Most parents get to seperate from their kids by degrees. in her first column for Able magazine, Jane Muir – the solo carer for her severely diabled son -  explains how the separation for her came “suddenly, and not a little painfully”.

My son is 17, and has just left home to go to one of the country’s very few residential colleges for young physically disabled people. It was a move that both of us had yearned for – and yet dreaded at the same time.

The year leading up to his departure was fraught with emotion. Then the time came; one day I was doing everything for two – teeth brushing, dressing, showering, toileting – and the next I had hours, days, weeks, just to myself.  The change seemed overwhelming.
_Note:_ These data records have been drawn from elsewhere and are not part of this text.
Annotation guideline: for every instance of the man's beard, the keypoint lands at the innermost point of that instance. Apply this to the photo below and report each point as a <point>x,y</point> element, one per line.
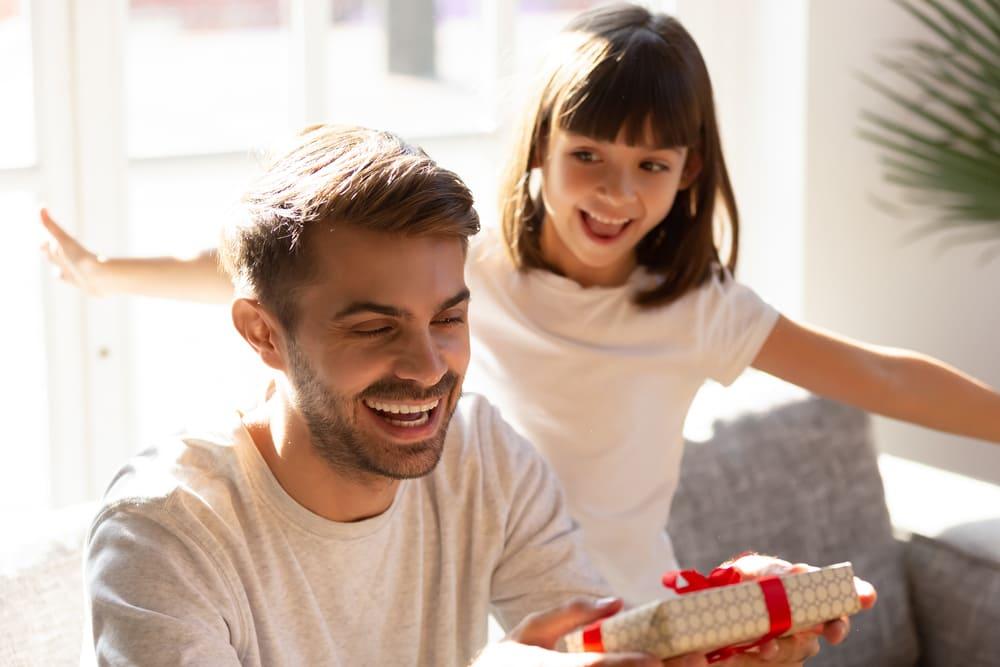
<point>344,445</point>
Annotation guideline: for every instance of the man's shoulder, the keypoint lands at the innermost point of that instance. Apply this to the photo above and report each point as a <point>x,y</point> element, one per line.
<point>480,443</point>
<point>191,478</point>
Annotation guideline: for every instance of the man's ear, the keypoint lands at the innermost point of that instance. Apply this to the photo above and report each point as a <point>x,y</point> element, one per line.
<point>692,169</point>
<point>262,330</point>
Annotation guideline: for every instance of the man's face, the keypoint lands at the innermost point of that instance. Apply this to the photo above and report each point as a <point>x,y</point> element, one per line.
<point>381,345</point>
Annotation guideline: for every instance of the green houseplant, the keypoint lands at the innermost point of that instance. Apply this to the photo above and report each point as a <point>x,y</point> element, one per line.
<point>942,147</point>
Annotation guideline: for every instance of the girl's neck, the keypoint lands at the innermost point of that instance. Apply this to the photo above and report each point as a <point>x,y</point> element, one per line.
<point>557,255</point>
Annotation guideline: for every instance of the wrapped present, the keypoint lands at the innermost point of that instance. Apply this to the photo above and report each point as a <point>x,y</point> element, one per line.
<point>720,615</point>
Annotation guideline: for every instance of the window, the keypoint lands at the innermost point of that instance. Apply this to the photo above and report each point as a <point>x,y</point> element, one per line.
<point>138,123</point>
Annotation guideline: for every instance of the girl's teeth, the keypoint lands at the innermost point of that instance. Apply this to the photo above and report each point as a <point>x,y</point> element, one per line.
<point>606,221</point>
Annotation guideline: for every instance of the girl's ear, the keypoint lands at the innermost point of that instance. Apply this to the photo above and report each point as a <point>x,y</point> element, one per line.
<point>692,169</point>
<point>259,328</point>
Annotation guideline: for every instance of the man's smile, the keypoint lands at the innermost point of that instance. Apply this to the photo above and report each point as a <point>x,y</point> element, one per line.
<point>407,421</point>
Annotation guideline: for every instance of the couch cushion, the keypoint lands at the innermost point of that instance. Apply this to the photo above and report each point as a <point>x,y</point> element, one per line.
<point>800,481</point>
<point>956,596</point>
<point>41,588</point>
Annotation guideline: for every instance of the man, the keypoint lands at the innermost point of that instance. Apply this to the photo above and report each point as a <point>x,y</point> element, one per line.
<point>366,513</point>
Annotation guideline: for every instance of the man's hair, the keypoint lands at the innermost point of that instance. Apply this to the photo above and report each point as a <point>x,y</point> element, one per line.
<point>335,175</point>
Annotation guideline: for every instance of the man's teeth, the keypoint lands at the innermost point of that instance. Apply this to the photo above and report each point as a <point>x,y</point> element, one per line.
<point>419,421</point>
<point>608,221</point>
<point>401,409</point>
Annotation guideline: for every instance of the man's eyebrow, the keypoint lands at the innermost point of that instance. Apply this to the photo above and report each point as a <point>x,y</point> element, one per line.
<point>455,300</point>
<point>392,311</point>
<point>369,307</point>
I’d decided it was best to fetch my son home the first few weekends – to iron out any problems, to ease him in gently and familiarise myself a little with the college ambience. Also, I knew he wouldn’t be able to communicate with anyone very easily at the beginning, so might need a good long chat. Indeed, during the first week he phoned me and deciphering his unclear speech between the sobs needed the most extraordinary concentration, especially as I was standing in the middle of Boots at the time! By the end of the phone call, though, he had cheered up.

Yet when I collected him that first Friday, he was bursting with news and a newfound confidence. After the second week, he complained he’d miss out on the evening’s fish and chips and a disco. On the third Friday, delayed by a steam roller, I arrived late to find he’d gone in to have supper without me. “I went to the bar and ordered a drink on my own with no help!” he told me, bursting with pride.

Suddenly he had separated, finding a social life I couldn’t provide for him at home. Not only that, but he’s learning – his timetable includes art, swimming, music and money management – and he has teams of speech and physiotherapists to look after his every need.  Alistair phoned me just once last week, to ask how I was and to reassure me. “It’s alright, Mum, I don’t need you,” he said. I laughed, and felt a little wrench inside.

It’s weird going to sleep without the sound of his breathing down the monitor at my bedside. It is so strange and exiting to be able to go out any time of day or night without the difficulties of having to arrange carers. I can’t say that the anxiety has entirely gone, but some of it now is about myself. What do I do now?

If you don’t count holidays I have possibly up to three years of relative freedom ahead of me. Friends in far flung places tempt me with the idea of visiting them. There’s the question of money, of course. I applied for a “Return to Teaching” course, but it has been deferred to the New Year and, anyway, I’m wondering if that’s what I still want to do, having now seen the underside of an education system that often fails kids with special needs.

I also wonder how trapped I am by the benefit system. College holidays will mean a return to full time unpaid caring, so I can only really consider part-time freelance work. Any money I earn at the moment will come straight off my benefits, so it won’t really feel like earning. Only if I earned a serious amount  would I be able to renounce benefits altogether and even then I would have to re-apply every time the holidays come round. I have spoken to a helpful man at Carers UK only to feel completely daunted by the complexities of the system.

However, I am optimistic. The stress and relentless physical exertion of years of caring seems to have magically lifted, and for the time being at least, I float in a cloud of newfound energy and exhilaration.